The Fastmail storage architecture
This is a highly detailed technical document, explaining exactly how our email storage is configured to maximise speed and reliability.
Each mail server is a standalone 2U or 4U storage server. Storage on each server is split into multiple slots (currently 15, 16, or 40 per machine depending on hardware model).
All current slots are called "teraslots", consisting of:
- A 1 or 2 TB partition for long-term email storage.
- Some space on the shared high-speed SSD for indexes, caches, and recently delivered email, among other things.
- Some space on a separate shared partition for long-term search indexes.
- Some space on a RAM filesystem for search indexes of recently delivered email.
All partitions are encrypted, either with LUKS or directly on the hardware if supported.
Every slot runs an entirely separate instance of the Cyrus IMAP server, complete with its own configuration files and its own internal IP address. Instances can be started and stopped independently. All configuration files are generated by a template system driven from a master configuration file for consistency and ease of management.
A store is the logical "mail server" on which a user's email is stored. A store is made up of a number of slots, using Cyrus's built-in replication to keep them synchronised. At any time, only one is the master slot for a store, and it replicates changes to all the other slots.
A normal store currently consists of three slots, two in New Jersey and one in Seattle. To move a slot between machines, it's easiest to just set up a new replica slot, wait until all data is replicated and the slot is up to date, and then remove the old unneeded replica slot. In the case where we're moving things around, a store may consist of more slots — there's no real limit to how many replicas you can run at once.
We spread the related slots of different stores so that no one machine has too many "pairs" to another machine. This means that if a single machine fails, the load spreads to many other machines, rather than doubling the load on one other machine.
For each store, one of the slots is marked in our database as the "master slot". In the past we bound another IP address to the master slot and use magic IP failover, but no more. Instead, all access is either via a Perl library, which knows which slot is the master, or via the nginx frontend proxy, which selects a backend using the same Perl library during login.
The Cyrus replication system doesn't record the actual changes to mailboxes: it just writes "something changed in mailbox X" to a log file (or in our multi-replica configuration, to a separate log file per replica).
A separate process, sync_client, runs on the master slot. It takes a working copy of the replication log files that other Cyrus processes create. If the sync process fails or is interrupted, it always starts from the last log file it was processing and re-runs all the mailboxes. This means that a repeating failure stops all new replication for that replica, which becomes relevant later.

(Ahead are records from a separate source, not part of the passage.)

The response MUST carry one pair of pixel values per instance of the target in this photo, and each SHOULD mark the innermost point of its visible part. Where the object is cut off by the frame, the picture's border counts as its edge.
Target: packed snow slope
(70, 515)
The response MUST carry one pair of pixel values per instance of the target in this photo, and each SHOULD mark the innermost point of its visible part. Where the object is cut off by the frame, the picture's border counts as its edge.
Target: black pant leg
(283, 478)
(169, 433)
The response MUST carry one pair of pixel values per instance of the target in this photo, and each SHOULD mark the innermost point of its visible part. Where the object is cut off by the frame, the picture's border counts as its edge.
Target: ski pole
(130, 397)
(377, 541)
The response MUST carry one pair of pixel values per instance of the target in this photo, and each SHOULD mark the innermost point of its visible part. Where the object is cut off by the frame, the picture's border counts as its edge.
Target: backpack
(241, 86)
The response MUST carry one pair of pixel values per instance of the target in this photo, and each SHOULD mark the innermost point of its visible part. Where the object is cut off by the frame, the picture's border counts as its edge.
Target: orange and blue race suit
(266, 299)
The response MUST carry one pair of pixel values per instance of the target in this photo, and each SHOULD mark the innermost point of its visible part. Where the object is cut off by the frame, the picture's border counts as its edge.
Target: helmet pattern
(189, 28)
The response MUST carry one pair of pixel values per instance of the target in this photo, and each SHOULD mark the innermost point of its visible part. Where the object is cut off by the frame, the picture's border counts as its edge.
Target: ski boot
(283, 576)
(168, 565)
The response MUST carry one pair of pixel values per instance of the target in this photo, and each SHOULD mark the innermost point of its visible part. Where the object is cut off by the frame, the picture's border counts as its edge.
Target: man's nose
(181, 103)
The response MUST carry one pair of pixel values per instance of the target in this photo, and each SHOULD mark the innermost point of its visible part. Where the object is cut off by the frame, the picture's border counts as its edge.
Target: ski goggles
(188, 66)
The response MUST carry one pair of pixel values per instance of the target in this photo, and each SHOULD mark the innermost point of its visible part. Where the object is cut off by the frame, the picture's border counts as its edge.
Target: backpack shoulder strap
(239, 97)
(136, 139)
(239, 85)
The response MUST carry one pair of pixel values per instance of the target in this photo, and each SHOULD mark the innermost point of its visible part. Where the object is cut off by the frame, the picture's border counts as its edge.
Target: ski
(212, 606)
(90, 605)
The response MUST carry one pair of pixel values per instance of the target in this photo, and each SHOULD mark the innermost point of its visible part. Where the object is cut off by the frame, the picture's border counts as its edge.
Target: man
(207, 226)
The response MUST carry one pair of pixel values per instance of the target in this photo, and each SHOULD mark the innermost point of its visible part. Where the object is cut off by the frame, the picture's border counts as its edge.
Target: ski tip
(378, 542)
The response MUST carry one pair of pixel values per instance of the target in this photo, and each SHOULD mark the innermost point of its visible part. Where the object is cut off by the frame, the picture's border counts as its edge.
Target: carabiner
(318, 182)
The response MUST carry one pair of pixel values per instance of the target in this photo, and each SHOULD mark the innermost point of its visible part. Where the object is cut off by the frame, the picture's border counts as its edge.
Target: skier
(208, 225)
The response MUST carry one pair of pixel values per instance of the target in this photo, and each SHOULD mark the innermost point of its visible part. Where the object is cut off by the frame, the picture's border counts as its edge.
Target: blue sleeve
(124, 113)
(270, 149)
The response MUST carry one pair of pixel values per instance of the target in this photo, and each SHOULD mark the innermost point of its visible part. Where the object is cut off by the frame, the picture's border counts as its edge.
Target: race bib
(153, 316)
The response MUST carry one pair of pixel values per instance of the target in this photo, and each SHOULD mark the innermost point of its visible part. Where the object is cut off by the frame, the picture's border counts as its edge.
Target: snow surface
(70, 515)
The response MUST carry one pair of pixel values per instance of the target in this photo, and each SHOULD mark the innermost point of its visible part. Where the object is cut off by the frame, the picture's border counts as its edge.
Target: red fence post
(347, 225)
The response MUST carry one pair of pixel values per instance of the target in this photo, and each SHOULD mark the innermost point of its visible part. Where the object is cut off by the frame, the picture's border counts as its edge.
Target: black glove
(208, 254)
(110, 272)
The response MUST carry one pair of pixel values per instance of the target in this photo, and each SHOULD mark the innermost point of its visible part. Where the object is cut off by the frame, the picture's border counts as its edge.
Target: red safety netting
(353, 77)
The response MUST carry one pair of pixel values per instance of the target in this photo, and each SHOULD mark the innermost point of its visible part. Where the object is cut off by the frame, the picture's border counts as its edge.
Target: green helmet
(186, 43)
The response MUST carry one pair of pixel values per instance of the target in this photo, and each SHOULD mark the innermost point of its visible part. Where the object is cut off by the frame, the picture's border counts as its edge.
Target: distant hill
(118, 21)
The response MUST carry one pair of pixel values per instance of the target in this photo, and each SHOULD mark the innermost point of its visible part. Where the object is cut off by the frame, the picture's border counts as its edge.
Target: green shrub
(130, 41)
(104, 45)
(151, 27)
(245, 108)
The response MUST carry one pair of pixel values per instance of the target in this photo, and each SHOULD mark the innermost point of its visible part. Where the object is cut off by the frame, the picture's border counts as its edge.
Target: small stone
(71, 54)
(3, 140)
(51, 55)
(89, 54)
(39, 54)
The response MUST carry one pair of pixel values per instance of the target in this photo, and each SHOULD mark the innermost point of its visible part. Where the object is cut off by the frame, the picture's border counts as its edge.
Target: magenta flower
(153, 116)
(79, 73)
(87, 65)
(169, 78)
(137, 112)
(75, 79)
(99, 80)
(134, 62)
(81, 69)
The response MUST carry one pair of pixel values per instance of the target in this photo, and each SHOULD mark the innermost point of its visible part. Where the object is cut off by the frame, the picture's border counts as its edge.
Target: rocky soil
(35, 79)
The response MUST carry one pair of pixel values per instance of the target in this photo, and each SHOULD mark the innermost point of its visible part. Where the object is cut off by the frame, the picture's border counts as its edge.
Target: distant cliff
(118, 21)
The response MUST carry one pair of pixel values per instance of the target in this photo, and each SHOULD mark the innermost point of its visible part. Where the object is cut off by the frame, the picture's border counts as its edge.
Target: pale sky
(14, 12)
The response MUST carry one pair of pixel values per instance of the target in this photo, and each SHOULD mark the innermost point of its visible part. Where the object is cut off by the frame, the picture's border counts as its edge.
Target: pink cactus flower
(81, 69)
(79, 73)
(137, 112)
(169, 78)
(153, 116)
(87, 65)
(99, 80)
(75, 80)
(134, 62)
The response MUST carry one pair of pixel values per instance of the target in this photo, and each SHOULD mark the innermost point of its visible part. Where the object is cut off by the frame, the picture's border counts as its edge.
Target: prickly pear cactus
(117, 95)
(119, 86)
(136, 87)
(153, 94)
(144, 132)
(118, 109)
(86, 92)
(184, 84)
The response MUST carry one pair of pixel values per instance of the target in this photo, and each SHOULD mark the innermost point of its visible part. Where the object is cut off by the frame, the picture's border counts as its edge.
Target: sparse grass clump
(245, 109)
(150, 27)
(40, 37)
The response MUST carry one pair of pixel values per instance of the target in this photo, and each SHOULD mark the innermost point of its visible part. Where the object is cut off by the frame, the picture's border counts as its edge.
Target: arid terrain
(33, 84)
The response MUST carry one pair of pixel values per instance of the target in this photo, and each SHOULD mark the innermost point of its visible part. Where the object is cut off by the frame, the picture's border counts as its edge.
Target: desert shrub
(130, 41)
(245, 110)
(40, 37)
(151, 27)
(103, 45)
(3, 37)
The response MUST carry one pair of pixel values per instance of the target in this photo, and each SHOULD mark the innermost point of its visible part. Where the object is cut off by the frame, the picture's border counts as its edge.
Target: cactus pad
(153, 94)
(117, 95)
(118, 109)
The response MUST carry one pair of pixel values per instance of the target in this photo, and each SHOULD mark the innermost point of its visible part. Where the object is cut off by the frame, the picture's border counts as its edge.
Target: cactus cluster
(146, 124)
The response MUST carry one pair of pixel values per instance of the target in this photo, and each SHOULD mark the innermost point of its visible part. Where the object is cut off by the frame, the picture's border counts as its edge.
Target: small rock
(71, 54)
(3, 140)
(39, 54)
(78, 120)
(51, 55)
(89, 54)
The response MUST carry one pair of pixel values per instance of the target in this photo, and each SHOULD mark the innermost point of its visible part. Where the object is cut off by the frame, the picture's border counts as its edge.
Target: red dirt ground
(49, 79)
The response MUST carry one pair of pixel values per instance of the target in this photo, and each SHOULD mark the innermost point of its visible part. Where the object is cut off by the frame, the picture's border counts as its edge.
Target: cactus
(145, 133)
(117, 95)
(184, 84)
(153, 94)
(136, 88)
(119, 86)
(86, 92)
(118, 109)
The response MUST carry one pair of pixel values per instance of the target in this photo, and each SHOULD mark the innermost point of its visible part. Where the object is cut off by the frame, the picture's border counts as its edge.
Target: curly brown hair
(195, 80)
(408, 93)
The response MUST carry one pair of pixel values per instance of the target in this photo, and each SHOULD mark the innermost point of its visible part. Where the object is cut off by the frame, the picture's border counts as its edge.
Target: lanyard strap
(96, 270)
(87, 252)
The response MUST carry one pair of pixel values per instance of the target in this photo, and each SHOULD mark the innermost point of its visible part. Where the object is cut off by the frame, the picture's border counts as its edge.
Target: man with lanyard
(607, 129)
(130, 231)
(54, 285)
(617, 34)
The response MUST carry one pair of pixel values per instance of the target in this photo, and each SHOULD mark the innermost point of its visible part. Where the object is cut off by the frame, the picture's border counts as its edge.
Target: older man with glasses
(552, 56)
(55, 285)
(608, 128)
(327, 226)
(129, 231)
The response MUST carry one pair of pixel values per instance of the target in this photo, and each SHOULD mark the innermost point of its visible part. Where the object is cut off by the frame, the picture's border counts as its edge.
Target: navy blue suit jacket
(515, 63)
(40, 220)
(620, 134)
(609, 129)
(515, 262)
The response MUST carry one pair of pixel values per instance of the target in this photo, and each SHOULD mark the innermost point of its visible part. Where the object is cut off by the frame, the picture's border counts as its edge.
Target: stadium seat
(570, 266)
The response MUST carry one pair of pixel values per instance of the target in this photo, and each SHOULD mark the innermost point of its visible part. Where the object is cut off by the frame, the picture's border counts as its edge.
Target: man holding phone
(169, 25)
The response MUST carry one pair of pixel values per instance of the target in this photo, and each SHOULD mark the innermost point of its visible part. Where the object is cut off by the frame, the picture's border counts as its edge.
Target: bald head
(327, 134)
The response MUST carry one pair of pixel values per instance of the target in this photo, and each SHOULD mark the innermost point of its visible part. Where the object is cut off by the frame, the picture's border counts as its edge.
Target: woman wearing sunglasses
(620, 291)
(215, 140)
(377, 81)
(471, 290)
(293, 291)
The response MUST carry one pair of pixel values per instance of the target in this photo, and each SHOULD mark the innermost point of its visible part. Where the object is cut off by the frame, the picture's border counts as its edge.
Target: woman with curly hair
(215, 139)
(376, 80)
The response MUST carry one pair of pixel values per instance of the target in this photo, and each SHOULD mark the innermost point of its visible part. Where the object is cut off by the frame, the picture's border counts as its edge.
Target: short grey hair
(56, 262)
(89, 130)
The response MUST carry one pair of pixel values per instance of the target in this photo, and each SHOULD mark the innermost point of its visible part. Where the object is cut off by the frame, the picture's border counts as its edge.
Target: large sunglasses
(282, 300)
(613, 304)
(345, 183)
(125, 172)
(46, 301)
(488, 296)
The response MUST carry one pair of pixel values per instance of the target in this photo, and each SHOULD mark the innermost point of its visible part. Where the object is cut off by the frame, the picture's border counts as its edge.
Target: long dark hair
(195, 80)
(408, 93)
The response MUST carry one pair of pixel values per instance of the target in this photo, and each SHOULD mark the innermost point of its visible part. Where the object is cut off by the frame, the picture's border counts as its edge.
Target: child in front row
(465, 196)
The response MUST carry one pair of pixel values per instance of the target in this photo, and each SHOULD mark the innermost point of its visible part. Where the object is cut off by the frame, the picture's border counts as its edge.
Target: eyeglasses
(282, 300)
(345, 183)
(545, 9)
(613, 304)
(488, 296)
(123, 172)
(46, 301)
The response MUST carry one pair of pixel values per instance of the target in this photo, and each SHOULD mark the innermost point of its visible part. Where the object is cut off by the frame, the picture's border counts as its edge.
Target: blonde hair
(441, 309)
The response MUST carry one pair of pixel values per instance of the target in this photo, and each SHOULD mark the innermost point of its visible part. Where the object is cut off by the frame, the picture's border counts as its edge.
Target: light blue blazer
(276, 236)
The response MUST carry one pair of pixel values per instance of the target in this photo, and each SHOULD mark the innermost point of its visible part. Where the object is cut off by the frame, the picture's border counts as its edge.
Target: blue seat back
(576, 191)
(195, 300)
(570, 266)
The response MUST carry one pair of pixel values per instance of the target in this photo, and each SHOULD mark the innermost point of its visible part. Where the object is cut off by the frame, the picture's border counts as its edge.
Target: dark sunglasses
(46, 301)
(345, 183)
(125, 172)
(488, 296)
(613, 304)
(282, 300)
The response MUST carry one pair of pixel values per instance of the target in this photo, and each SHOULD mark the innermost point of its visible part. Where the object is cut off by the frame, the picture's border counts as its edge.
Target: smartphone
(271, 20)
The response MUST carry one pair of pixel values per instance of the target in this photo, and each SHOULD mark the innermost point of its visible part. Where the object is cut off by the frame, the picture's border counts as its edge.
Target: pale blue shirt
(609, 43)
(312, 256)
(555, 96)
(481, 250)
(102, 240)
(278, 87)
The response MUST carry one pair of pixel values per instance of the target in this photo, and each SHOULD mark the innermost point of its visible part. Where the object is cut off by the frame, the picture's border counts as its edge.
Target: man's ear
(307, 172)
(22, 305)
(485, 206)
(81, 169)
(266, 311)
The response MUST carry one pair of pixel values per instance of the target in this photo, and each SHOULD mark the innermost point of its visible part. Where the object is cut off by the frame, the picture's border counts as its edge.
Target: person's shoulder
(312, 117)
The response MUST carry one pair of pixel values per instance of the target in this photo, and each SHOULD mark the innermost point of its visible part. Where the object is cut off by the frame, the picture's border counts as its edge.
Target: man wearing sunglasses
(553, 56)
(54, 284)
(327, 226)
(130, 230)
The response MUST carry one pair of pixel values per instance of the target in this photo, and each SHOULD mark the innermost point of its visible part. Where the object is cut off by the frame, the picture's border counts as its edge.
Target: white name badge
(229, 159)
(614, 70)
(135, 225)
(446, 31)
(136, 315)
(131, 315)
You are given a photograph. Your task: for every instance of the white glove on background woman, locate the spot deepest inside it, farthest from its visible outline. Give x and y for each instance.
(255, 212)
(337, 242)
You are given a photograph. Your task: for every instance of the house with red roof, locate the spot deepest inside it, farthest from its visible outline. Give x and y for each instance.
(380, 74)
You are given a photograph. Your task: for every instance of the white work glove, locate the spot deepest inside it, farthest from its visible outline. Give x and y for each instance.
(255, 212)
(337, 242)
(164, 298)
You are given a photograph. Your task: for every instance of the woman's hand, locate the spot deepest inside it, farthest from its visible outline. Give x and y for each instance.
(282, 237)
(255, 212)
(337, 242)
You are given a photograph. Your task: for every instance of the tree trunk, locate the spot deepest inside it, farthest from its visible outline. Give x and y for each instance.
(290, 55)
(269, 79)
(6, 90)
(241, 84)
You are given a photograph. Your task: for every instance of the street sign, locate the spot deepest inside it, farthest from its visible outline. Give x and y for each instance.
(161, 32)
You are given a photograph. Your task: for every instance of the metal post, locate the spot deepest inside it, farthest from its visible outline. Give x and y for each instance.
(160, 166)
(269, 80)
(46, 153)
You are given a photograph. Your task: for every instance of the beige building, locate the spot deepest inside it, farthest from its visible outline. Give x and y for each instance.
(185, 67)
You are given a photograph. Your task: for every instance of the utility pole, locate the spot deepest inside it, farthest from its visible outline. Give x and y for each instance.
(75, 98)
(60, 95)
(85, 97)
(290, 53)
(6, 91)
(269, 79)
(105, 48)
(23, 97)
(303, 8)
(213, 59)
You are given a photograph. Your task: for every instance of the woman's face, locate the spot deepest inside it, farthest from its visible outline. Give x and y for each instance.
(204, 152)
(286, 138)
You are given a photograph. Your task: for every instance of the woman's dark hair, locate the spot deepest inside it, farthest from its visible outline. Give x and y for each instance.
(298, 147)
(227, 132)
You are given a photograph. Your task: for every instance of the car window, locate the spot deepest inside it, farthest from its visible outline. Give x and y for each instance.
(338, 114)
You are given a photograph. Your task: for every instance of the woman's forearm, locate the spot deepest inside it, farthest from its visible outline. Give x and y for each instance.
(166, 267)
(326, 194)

The sync_client process combines duplicate events, then connects to a sync_server on the other end and requests a list of the current state for each mailbox named in the log. It compares the state on the replica with the state on the master, and determines which commands need to be run to bring the replica into sync, including potentially renaming mailboxes. Mailboxes have a unique identifier as well as their name, and that identifier persists through renames.
We have extensively tested this replication process. Over the years we have fixed many bugs and added several features, including the start of progress towards a true master-master replication system. We still run a task every week which compares the state of all folders on the master and replica, to ensure that replication is working correctly.
Our failover process is slightly slow, but fairly seamless. If everything goes well, the only thing users see is a disconnection of their IMAP/POP connection, followed by a slightly slow reconnection. There's no connection error and no visible downtime. Ideally it takes under 10 seconds. In practice it's sometimes up to 30 seconds, because we give long-running commands 10 seconds to complete, and replication can take a moment to catch up as well.
Failover works like this (failover from slot A to slot B):
- Check the size of log files in replica-channel directories on slot A. If any are more than a couple of KB in size, abort. We know that applying a log file of a few KB usually only takes a few seconds. If they're much bigger than that, replication has fallen behind and we should wait until it catches up, or work out what's wrong. It's possible to override this with a "FORCE" flag. We also check that there's a valid target slot to move to, and perform other sanity checks.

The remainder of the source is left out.